Dashboards come in many different forms. Regardless of the form, great ones include:
Key Data – A dashboard is a quick view to show the status of Key Performance Indicators. Drill-down and trending can provide additional information, but keep the non-critical off the main view so users can quickly assess the situation.
Trending – Current static numbers such as sales this month, production this hour generally beg the question – are we getting better or worse? Having the ability change the time-frame for numbers to show, say, the last three months of data creates a context that enables the current number to have more value.
Drill Downs – When the key numbers are well understood, having the details to see why performance is getting better or worse, helps managers understand the situation and take action. Being able to click a button and see the specific data that is relevant in a particular time-frame saves time by providing the necessary details with virtually no effort.

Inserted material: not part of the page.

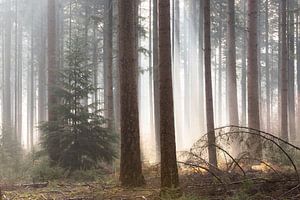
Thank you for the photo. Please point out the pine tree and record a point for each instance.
(77, 138)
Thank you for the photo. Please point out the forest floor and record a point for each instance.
(194, 186)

Intuitive Navigation – No one wants to learn how to navigate a dashboard – just make it simple.
Tailored views – Different roles have different responsibilities. While many goals and KPI’s are shared there is typically different data for different roles. The dashboard should provide the quick information that is critical to a user’s responsibilities and key areas of work.
Fast response – Who wants to wait? If there is too much data, then a periodic update to a holding area may be required. The value and quantity of the data will determine how much pre-processing must be done. It is easier to understand waiting for drilldown data than for the key indicators, but keep your responses fast to keep your users engaged.

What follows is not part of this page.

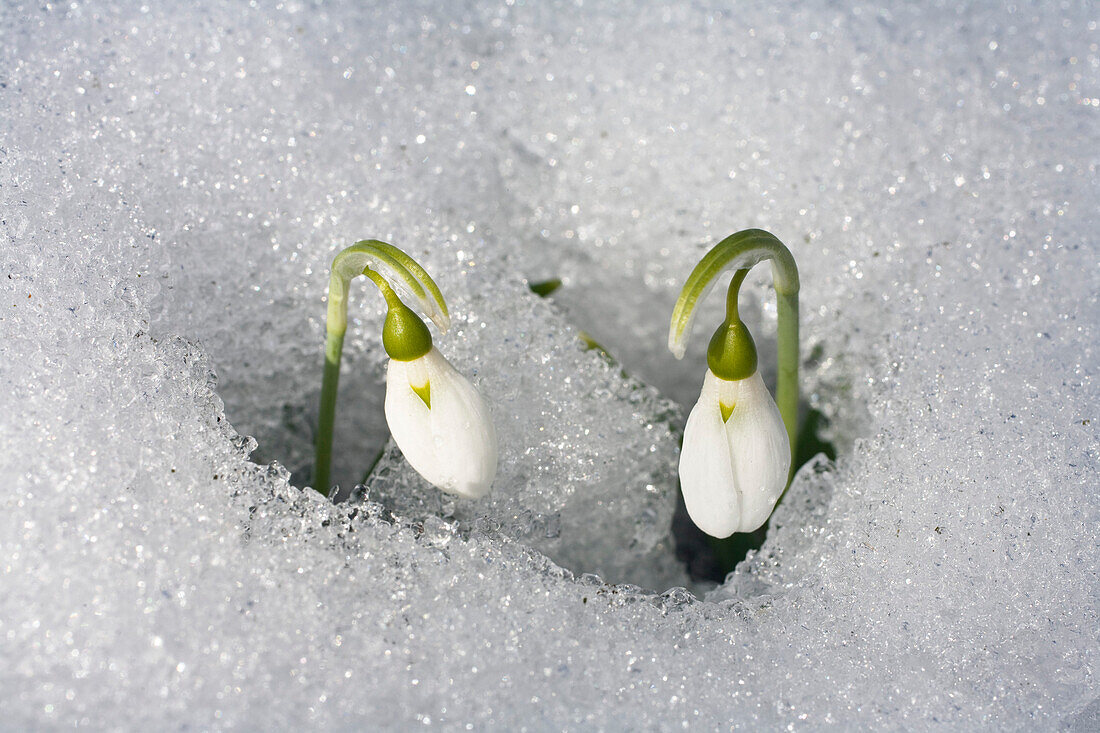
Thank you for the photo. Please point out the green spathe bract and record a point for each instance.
(405, 336)
(728, 352)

Easy access – If the dashboard is critical to your users, then it’s critical to deliver it to them where they are and when they want it. A little design work up front makes it possible to share data in different formats such as PC, tablet or smart phone.
Accurate data – Inaccurate data will kill dashboard usage quickly. Don’t let it happen.
Timely information – Bring the data when it is needed. Often daily is sufficient, but some data needs to be more current. If you are responsible for operations, then waiting until the next day may be too late. The users will let you know how fast they need to see the data.
Flexibility – Great insights spark the desire to learn more. Make it easy to change the information or add something new. Resist the urge to put everything on one screen. Make sure all main screen data is the most key information and use drilldowns and alternate views for additions.